Publié le 20 avril 2026 à 18h30

Photo: Fox News

Le gros sujet présentement dans le baseball majeur est sans contredit le rendement des Mets de New York. Leur séquence de revers consécutifs est rendue à 11. Vous n’avez pas la berlue.

Il y a énormément de questionnement entourant l’équipe et, comme c’est dans la nature humaine, on cherche des réponses pouvant justifier les déboires.
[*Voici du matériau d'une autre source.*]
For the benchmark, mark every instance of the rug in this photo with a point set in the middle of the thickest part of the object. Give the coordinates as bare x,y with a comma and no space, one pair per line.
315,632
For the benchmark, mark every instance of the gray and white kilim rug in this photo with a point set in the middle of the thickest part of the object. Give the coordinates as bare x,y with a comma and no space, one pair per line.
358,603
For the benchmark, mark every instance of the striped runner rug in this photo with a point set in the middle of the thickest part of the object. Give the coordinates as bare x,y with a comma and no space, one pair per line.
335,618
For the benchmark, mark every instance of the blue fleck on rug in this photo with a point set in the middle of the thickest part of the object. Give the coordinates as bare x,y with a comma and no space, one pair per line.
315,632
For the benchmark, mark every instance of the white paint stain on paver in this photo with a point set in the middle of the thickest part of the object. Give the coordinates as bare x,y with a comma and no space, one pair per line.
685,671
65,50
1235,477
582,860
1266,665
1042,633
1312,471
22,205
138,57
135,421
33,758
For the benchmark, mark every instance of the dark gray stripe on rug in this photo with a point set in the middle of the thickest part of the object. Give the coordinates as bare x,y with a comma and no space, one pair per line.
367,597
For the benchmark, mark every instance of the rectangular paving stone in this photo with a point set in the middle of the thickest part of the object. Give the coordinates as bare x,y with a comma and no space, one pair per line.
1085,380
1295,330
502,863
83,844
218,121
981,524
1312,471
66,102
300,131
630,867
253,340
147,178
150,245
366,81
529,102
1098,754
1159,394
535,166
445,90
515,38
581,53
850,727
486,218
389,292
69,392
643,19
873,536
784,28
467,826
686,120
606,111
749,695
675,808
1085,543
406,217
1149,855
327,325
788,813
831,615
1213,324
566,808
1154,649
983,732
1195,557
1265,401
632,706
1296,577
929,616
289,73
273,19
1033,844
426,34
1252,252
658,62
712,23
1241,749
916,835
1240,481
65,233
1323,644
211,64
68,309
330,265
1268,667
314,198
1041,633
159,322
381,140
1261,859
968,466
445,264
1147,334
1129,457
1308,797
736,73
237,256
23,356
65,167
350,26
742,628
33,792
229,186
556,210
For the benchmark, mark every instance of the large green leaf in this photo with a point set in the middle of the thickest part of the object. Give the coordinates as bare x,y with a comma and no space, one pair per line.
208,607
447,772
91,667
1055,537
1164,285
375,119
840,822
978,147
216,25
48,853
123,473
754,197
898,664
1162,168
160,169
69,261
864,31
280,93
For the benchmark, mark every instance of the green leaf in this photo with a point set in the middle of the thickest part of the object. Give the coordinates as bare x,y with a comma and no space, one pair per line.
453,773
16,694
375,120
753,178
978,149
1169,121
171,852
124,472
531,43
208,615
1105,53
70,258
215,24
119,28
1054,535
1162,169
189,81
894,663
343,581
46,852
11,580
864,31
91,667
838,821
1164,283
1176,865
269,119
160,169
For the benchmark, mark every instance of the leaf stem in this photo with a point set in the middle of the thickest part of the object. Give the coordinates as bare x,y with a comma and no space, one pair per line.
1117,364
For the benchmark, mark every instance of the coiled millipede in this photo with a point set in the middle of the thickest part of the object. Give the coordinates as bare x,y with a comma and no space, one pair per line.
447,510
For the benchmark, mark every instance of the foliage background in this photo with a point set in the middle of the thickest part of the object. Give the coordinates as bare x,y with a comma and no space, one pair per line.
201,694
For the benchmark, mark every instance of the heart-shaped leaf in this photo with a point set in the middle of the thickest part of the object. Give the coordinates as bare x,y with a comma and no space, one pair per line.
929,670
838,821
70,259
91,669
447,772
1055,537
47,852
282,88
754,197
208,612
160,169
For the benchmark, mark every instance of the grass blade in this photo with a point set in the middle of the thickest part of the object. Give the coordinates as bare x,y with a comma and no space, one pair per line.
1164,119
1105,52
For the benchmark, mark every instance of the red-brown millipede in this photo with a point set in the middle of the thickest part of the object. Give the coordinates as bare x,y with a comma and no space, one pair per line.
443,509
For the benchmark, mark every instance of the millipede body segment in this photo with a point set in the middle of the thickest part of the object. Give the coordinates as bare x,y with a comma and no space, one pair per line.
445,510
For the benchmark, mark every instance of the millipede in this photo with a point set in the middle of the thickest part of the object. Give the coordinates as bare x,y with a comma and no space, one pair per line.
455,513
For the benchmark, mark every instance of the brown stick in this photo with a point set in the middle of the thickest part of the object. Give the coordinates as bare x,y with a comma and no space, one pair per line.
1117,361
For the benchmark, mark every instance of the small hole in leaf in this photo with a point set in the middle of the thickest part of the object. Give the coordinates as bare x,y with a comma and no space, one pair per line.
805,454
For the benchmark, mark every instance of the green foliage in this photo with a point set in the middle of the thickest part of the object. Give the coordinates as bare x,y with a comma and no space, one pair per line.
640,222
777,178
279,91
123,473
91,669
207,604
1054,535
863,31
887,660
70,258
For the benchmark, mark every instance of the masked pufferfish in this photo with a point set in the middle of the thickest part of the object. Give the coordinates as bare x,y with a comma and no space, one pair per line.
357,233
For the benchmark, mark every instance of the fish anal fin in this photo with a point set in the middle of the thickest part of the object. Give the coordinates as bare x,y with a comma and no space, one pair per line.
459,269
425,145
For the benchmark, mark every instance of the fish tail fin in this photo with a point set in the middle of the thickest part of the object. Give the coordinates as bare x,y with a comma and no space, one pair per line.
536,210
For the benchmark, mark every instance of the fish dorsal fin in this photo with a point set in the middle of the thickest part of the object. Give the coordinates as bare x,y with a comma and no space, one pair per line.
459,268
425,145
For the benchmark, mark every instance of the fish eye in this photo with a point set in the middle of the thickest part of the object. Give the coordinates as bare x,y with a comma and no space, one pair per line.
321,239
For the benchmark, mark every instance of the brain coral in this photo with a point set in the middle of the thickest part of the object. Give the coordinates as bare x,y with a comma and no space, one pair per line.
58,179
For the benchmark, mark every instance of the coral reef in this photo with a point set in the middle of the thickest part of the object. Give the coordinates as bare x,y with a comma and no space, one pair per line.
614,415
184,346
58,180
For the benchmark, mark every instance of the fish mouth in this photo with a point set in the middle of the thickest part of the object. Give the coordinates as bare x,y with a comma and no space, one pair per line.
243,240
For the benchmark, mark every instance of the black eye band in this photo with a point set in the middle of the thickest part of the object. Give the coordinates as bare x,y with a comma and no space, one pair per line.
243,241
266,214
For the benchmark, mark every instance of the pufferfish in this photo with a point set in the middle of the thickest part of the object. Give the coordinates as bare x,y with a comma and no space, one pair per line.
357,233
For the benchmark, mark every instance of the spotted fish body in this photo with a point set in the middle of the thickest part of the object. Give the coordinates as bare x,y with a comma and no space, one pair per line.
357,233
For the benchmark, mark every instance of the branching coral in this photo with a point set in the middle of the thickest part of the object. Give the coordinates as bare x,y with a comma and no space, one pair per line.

Un des nombreux angles abordés concerne les deux joueurs étoiles du club, soit Juan Soto et Francisco Lindor. Plus précisément, l’état de leur relation professionnelle. De ce qu’on entend dire ici et là, elle n’est pas au beau fixe – l’a t-elle déjà été? – et ça ne va pas en s’améliorant. En ce sens, leurs casiers respectifs ont même été déplacés pour la saison 2026 aux deux extrémités du vestiaire. 

Il n’y a généralement pas de fumée sans feu…

Deux personnalité différentes

Juan Soto, arrivé à New York en 2025, est de nature plus réservée, plus introvertie. Il aime faire sa petite affaire et c’est bien correct ainsi. En ce qui a trait à Francisco Lindor, membre des Mets depuis 2021, il est plus flamboyant, plus exubérant. C’est peut-être une des raisons pour lesquelles le fit s’est moins fait et ne se fait toujours pas.

Mais quand même. Reste que les deux sont des collègues de travail et qu’ils partagent le même but commun, soit de remporter des parties de baseball.

Le commun des mortels qui joue dans le trafic tous les matins pour se rendre à la manufacture ou encore celui qui se réveille tôt pour aller porter les enfants à la garderie et aller dans son cubicule pour faire son 9 à 5 ne s’entend pas nécessairement bien avec chacun des ses collègues. Mais bon, la vie est ainsi faite et il faut y aller de collaboration. Soto et Lindor sont grassement payés pour exécuter leur travail de joueur de baseball. Que l’on gagne 51 millions ou 51 milles par année, il faut agir en professionnel. 

On s’entend, si le club gagnait, jamais nous ne serions ici à déblatérer sur les deux ouailles du gérant Mendoza. Or, avec une séquence de 11 défaites consécutives, des attentes très élevées et une masse salariale dans le top-3 de la ligue, vraisemblablement le diable est aux vaches dans le vestiaire et cela est indéniablement sujet de tergiversation.

Soto et ses relations interpersonnelles

C’est drôle (ou non), mais le cas Soto/Lindor ressemble étrangement à celui de l’époque où le voltigeur s’alignait avec les Padres de San Diego. La rumeur voulait que sa relation avec l’autre vedette du collectif, Manny Machado, n’était pas la meilleure.

Entre les deux, il y a eu son passage d’un an avec les Yankees et il semblait bien s’entendre avec Judge. En même temps, Judge venait avec son lustre et son étoffe! C’était son club, point barre. Soto ne pouvait avoir l’ascendant dans la relation, même s’il n’y a pas lieu d’en avoir un.

Soto n’a rien cassé collectivement en Californie. Idem avec les Mets. Sans excuser Lindor qui, appelons un chat, un chat, ne joue pas très bien et semble avoir son petit caractère, il y a matière à réflexion dans le cas Soto. Non?